The study also contributes to the growing evidence that 3D printing can produce high-quality pharmaceutical products. The printed capsules were robust, exhibited reproducible performance, and utilized materials already familiar in the pharmaceutics field. This convergence of novel manufacturing with known excipients may ease the regulatory pathway for future products. Indeed, regulatory agencies are actively exploring how to evaluate and approve 3D-printed drug products [19], and our work provides a case study showcasing quality-by-design in a printed formulation [3] (where polymer choice and ratio serve as critical quality attributes determining the release profile).

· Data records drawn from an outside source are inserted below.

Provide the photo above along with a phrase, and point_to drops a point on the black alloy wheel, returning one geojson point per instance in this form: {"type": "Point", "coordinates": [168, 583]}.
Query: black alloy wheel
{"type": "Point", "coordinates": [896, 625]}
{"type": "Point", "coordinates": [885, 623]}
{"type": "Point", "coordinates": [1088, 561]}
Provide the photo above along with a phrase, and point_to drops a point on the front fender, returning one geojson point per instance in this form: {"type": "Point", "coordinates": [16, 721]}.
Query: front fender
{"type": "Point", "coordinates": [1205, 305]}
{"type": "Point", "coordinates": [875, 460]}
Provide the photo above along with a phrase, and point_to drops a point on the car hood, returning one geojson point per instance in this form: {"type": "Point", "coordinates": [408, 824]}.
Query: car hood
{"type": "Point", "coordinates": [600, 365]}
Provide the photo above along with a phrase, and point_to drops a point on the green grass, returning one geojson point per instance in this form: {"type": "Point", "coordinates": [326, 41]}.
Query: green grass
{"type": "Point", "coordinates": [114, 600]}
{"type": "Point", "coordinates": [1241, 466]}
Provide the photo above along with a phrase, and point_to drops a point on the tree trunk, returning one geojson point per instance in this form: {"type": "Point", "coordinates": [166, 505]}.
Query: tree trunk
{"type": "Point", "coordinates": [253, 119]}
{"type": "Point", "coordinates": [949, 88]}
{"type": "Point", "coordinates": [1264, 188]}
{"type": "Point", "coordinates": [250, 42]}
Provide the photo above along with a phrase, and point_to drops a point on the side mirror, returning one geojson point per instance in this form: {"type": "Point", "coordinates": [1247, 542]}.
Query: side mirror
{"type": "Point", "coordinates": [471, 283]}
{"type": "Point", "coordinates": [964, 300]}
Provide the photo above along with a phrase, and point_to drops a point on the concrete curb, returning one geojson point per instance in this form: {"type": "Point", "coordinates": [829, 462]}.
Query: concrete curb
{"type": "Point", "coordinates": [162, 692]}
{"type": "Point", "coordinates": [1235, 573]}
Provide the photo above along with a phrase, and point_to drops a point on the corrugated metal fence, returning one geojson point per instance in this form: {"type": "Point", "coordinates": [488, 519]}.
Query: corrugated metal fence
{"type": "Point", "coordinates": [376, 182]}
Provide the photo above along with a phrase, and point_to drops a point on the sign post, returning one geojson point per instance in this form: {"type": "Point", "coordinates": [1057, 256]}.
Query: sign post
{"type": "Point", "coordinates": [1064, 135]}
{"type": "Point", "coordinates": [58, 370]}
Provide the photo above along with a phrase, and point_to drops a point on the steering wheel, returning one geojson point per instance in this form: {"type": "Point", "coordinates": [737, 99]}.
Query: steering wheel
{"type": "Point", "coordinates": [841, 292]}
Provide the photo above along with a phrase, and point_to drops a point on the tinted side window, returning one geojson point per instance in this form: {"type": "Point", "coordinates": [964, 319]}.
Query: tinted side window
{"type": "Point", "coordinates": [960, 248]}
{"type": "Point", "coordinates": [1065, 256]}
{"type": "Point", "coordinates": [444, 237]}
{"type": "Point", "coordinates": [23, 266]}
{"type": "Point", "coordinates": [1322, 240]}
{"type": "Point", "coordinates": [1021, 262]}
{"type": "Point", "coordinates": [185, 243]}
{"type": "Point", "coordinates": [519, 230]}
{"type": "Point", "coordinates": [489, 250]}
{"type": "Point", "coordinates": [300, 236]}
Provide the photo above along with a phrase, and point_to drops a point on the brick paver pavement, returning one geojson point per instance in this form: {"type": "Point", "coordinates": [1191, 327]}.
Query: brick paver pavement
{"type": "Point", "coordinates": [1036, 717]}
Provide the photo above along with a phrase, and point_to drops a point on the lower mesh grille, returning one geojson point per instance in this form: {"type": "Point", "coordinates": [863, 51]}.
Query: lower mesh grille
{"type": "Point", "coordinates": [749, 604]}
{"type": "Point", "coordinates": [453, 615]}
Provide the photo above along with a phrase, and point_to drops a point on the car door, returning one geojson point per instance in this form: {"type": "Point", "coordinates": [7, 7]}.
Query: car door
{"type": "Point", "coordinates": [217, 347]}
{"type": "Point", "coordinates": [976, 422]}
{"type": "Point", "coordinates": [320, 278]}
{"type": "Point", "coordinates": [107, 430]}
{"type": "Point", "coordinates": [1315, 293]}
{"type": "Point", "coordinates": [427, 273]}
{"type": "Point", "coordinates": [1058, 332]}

In conclusion, we demonstrated that 3D-printed capsule shells can be fine-tuned to achieve desired drug release patterns that surpass what is possible with standard capsule designs. The optimized capsules combine the roles of an enteric protector and a sustained-release matrix, embodying a multifunctional oral delivery system. This work lays a foundation for the future development of patient-centric therapies, where dose, release rate, and treatment scheduling can be personalized with a simple change in a digital design or formulation recipe. Further research and development, including in vivo studies and expansion to other drugs, will pave the way for translating this promising technology into real-world healthcare solutions. As 3D printing continues to penetrate the pharmaceutical industry, it holds the promise of fundamentally changing how medicines are designed, manufactured, and dispensed—ultimately heralding an era of truly individualized pharmacotherapy.